Member of the Georgia State Senate from the 21st district
- Incumbent
- Assumed office October 14, 2025
- Preceded by: Brandon Beach

Personal details
- Party: Republican

= Jason Dickerson =

American politician

Jason T. Dickerson is an American businessman and politician serving as the member of the Georgia State Senate for the 21st district. He was elected to the chamber in a 2025 special election. The district includes parts of Cherokee and Fulton County in the Metro Atlanta region.

==Career==
Dickerson co-founded Quest Trucking, a logistics company, and serves as president of Purple Chip Capital Management, an investment firm. Dickerson stated he manages 1.3 million shares of Harley-Davidson Inc. stock and would support H Partners' campaign to change the company's culture by firing CEO Jochen Zeitz, ousting board members Tom Linebarger and Sara Levinson, as well as dropping the LiveWire electric motorcycle partnership.
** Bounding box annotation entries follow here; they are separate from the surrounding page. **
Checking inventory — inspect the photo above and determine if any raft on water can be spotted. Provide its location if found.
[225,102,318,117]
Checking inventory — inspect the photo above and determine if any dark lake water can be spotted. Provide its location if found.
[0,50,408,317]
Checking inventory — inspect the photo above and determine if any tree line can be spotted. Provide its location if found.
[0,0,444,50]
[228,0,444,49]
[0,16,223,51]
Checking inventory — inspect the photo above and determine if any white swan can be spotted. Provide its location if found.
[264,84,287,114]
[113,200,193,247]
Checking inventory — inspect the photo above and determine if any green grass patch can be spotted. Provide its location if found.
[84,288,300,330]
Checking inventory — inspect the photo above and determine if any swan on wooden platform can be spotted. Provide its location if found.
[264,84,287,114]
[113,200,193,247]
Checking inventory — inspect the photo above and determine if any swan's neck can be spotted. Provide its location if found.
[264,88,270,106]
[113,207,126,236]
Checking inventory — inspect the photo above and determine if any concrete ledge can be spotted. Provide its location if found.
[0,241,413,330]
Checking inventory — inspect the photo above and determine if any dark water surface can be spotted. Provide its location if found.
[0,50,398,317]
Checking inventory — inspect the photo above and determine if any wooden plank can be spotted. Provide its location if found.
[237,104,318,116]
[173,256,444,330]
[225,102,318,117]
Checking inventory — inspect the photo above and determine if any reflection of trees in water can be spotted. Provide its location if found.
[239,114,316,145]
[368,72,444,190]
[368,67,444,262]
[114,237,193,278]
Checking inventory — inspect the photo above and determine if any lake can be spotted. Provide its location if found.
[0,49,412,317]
He and his family established the Jason T. Dickerson Family Foundation, a 501(c)(3) charitable organization, which donates around $1.5 million annually to support homeless veterans, senior citizens, and college scholarships.

==Georgia State Senate==
Following incumbent state senator Brandon Beach's appointment as Treasurer of the United States, Dickerson announced his campaign for the special election to fill his unexpired term. In a crowded primary race, he placed second with 17.4% of the vote and narrowly advanced to a runoff against Democrat Debra Shigley, who placed first with 40% of the vote.
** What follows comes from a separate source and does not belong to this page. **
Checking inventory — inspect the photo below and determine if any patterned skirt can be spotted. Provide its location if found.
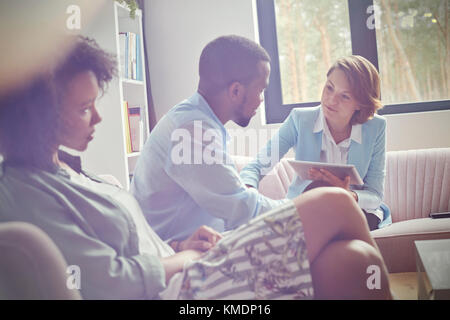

According to campaign finance reports, Dickerson largely self-funded his campaign; at the time of the primary he had loaned himself $500,000, collecting only a single $100 contribution, and had lent himself a total of $750,000 at the time of the runoff election.
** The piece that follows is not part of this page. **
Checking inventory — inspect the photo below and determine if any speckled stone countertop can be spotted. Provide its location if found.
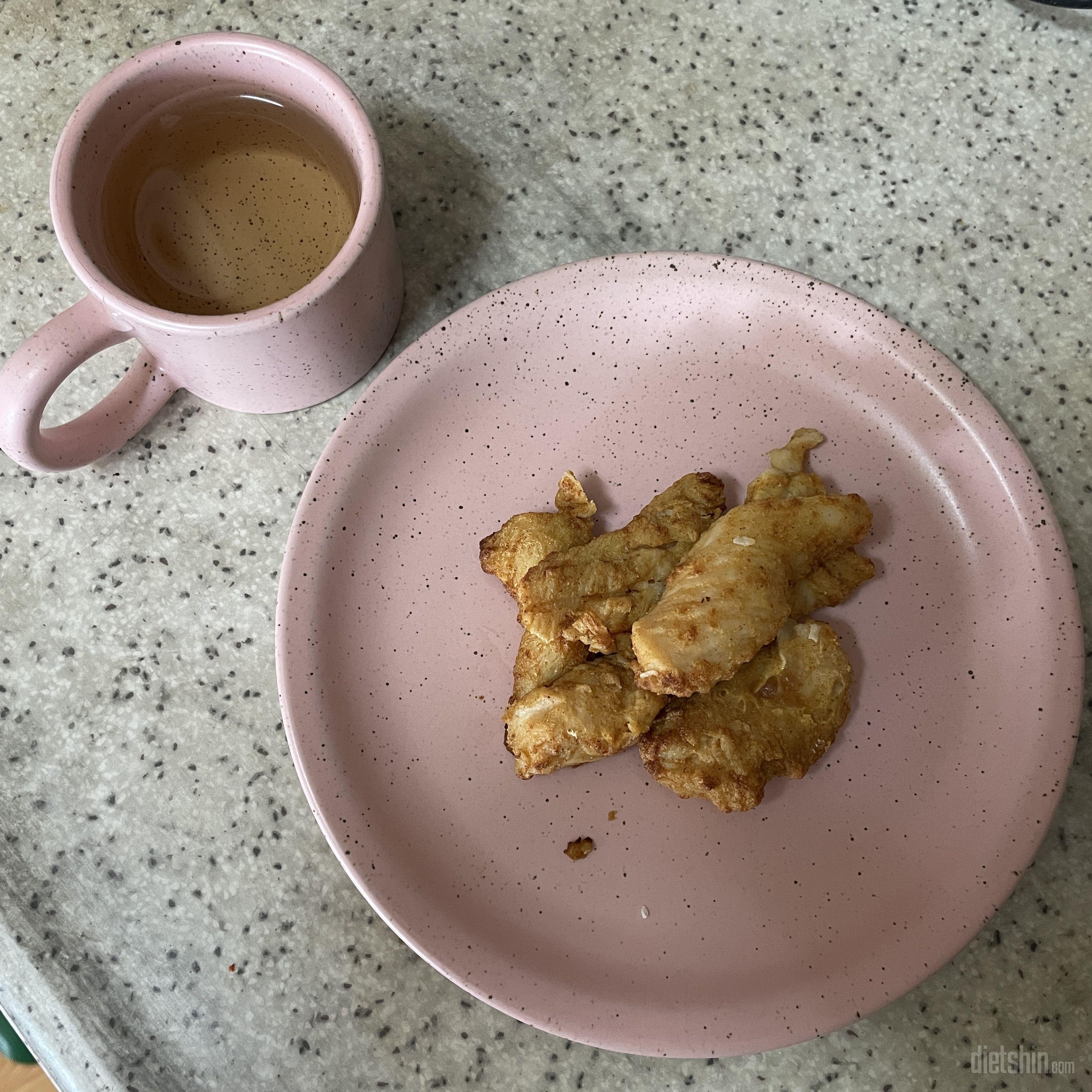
[0,0,1092,1092]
In the days leading up to the election, the race garnered significant national attention as Democrats hoped for an overperformance based on dissatisfaction with Donald Trump and numerous prominent Democratic figures campaigned for Shigley, including: Democratic National Committee chair Ken Martin, 2026 gubernatorial candidates Geoff Duncan and Jason Esteves, 2018 and 2022 gubernatorial nominee Stacey Abrams, as well as U.S. Representative Lucy McBath. Dickerson handily won with 61% of the vote and declared victory on election night, but noticeably underperformed both Trump's presidential margin and his predecessor Brandon Beach's 2024 margin of victory in the district.

==Electoral history==

2025 Georgia State Senate 21st district special election
| Party |  | Candidate | Votes | % |
|---|---|---|---|---|
|  | Democratic | Debra Shigley | 8,444 | 39.52 |
|  | Republican | Jason Dickerson | 3,709 | 17.36 |
|  | Republican | Steve West | 3,642 | 17.04 |
|  | Republican | Brian Will | 2,192 | 10.26 |
|  | Republican | Brice Futch | 1,749 | 8.19 |
|  | Republican | Lance Calvert | 1,424 | 6.66 |
|  | Republican | Stephanie Donegan | 207 | 0.97 |
| Total votes |  |  | 21,367 | 100.0 |

2025 Georgia State Senate 21st district special election runoff (unofficial)
| Party |  | Candidate | Votes | % |
|---|---|---|---|---|
|  | Republican | Jason Dickerson | 19,061 | 61.47 |
|  | Democratic | Debra Shrigley | 11,950 | 38.53 |
| Total votes |  |  | 31,011 | 100.00 |
|  | Republican hold |  |  |  |

==2009 Police Report==
On February 16, 2009, Canton Police Department responded to a call from an elderly woman regarding a shooting threat. Upon arrival, police met with the caller at her house. The woman stated she was outside taking her dog to the bathroom when her neighbor, Jason Dickerson, accused the woman of allowing her dog to use the restroom in his yard. When she denied the claims, Dickerson stated "I'll get a camera and prove it's your dog, or better yet I'll just shoot her and lay her in your yard."